Page history last edited by PBworks 6 years, 8 months ago

A Generational, Thread-Aware GC for Parrot

 

 

Abstract:

 

Parrot, the VM for Perl6 (and other languages), currently uses a

plain Mark-and-Sweep GC. As it will be used on a wide range of systems, from

clusters to embedded, this scheme isn't really optimal. It also does not

consider multi-threading, which should be included later in Parrot.

 

The project is to implement a new GC that fixes all (or most of) these issues,

by using a generational, copying scheme.

 

 

 

Benefits:

 

This new GC should be more efficient and faster than the one that is currently

being used. It won't need to be rewritten when multi-threading comes to parrot.

It also provides a simple and cheap solution to the problem of timely

destruction, which is needed for python and backward compatibility with perl5.

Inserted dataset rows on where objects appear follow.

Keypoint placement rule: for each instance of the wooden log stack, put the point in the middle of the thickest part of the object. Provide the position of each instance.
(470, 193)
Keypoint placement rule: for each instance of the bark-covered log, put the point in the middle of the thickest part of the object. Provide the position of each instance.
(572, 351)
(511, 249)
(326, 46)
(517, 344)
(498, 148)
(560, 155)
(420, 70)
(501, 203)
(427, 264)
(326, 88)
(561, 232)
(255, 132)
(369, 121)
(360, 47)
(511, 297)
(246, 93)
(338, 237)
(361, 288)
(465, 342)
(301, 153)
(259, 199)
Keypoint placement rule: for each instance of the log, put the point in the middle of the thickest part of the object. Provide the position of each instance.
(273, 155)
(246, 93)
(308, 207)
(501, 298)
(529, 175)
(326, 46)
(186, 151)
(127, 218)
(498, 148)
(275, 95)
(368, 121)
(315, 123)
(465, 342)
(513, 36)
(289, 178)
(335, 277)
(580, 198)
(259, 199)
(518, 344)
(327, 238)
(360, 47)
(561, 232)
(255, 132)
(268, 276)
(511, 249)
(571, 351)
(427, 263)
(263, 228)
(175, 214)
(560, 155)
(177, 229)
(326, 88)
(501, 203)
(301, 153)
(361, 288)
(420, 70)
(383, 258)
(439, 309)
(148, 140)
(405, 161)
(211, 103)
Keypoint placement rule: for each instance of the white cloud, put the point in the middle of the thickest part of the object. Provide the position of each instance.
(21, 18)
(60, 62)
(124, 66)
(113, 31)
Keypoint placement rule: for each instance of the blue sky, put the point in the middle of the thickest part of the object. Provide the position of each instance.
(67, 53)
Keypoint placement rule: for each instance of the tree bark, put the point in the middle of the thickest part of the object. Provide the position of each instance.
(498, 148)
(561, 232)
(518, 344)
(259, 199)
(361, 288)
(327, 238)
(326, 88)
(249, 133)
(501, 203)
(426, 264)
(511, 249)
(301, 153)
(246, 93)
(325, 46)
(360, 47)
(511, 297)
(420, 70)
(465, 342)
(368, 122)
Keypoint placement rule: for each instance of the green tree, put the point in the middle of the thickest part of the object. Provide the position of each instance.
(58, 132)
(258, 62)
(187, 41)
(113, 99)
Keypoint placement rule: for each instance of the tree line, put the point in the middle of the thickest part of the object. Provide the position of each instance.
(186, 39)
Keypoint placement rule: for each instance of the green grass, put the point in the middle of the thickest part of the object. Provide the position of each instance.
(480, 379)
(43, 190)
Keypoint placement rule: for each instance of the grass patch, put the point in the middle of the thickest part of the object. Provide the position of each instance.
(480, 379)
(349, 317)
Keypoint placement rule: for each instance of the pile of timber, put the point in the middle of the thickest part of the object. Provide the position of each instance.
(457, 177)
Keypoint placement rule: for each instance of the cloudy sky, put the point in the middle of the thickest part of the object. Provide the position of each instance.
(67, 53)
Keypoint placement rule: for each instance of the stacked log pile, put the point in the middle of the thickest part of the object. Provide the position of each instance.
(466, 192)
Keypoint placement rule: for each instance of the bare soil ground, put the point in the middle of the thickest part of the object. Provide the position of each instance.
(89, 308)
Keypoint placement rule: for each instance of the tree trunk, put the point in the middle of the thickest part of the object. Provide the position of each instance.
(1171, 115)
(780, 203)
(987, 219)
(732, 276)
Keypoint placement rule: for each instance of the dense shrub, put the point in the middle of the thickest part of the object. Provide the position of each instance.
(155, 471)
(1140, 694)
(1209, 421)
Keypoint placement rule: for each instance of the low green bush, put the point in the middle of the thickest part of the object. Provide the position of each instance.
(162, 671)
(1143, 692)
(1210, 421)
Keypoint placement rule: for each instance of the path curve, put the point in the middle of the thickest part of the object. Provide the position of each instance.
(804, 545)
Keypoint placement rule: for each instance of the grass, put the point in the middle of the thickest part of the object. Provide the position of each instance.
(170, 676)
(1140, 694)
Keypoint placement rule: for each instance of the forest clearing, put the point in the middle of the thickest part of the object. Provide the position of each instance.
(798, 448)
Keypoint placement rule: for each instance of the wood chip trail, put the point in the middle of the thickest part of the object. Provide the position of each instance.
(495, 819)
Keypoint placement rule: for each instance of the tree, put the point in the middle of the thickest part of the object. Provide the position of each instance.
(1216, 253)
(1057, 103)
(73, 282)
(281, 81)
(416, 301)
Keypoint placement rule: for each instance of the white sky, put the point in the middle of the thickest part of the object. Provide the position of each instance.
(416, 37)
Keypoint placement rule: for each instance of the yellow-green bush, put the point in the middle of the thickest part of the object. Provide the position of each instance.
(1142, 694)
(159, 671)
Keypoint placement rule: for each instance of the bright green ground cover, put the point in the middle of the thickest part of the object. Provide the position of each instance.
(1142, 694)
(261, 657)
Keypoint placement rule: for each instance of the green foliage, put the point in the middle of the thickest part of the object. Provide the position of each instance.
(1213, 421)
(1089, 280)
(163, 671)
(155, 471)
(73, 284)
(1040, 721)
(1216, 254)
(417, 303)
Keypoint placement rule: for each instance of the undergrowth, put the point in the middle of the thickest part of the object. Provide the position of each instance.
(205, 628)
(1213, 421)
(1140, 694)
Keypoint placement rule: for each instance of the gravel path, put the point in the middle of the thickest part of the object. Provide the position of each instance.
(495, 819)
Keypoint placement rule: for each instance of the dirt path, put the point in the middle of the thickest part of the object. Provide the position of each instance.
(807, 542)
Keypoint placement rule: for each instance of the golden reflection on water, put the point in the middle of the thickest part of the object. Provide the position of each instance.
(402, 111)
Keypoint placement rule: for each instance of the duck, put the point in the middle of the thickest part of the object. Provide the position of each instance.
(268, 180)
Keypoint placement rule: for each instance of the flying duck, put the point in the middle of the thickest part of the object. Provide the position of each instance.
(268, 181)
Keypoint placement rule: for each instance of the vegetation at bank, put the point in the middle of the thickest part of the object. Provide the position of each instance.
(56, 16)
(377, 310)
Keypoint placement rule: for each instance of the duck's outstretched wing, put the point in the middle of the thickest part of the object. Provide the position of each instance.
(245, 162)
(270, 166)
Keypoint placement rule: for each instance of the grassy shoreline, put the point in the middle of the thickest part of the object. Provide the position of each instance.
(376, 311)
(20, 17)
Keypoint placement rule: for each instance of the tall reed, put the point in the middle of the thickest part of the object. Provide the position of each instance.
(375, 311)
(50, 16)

Some parts should also be tunable (at least at build-time), which is always

useful when running on different platforms with different needs.

 

 

 

 

Project Detail:

 

This is a copy of the mail that was sent to perl6-internals@perl.org, where it

is currently being discussed

(http://www.nntp.perl.org/group/perl.perl6.internals/29994).

 

 

In order to allow more powerful GC schemes, we need to be able to copy objects

from a location of memory to another. There are problems with this, though, as

C structures can hold pointers to objects we are moving, and we have no way

(and don't want to) to make them update this info.

 

So we add a level of indirection: objects consist of a header and the actual

data. Headers are allocated once and for all at object creation and do not

move. They only hold a pointer to the 'real' object, thus making it possible

to move objects anywhere in the memory. Outside functions will see the header

address as the object address and some internal macros will handle the extra

indirection.

 

The big disadvantage of this approach is that we use one or two words (if

objects need to know where their header is, which seems reasonable) per object.

 

 

We then use a generational, incremental mark-and-sweep algorithm, such as

described by http://citeseer.csail.mit.edu/armstrong95one.html

 

We have different generations (in fact queues) of objects, from 1 to n-1

(the value of n could be tuned dynamically). We also have two special

generations, n, where objects do not grow old (to take care of timely

destruction) and 0, where objects are very constant and long-lived (mainly

used during parrot init). Objects in a generation are also sorted according

to their age.

The idea is to have the following invariant: all pointers go from new objects

to old objects. Thus, we can mark all objects in only one pass, starting from

the newest objects, generation n (using a Eratosthene-sieve-like method : if

an object is not marked, leave it, else mark all of its pointers). When an

entire generation has been processed, all non-marked objects are destroyed

and the others are compacted. Generation n becomes generation n-1, with the

exceptions of generation 0 and n.

Comparing the age of two objects then becomes very easy : if they are in

different generations, just compare their numbers. If not, the one with the

lower address is the youngest.

We can of course use a generational approach by limiting the number of

non-marked objects.

 

One problem is that our invariant can be broken. The solution is to track

down these inter-generational pointers (IGP) and simply add them to the root

set.

In order to reduce the number of IGP, we allocate an aggregate as being

artificially younger than scalars it has pointers to.

 

Thread issues still need to be discussed and are not covered here.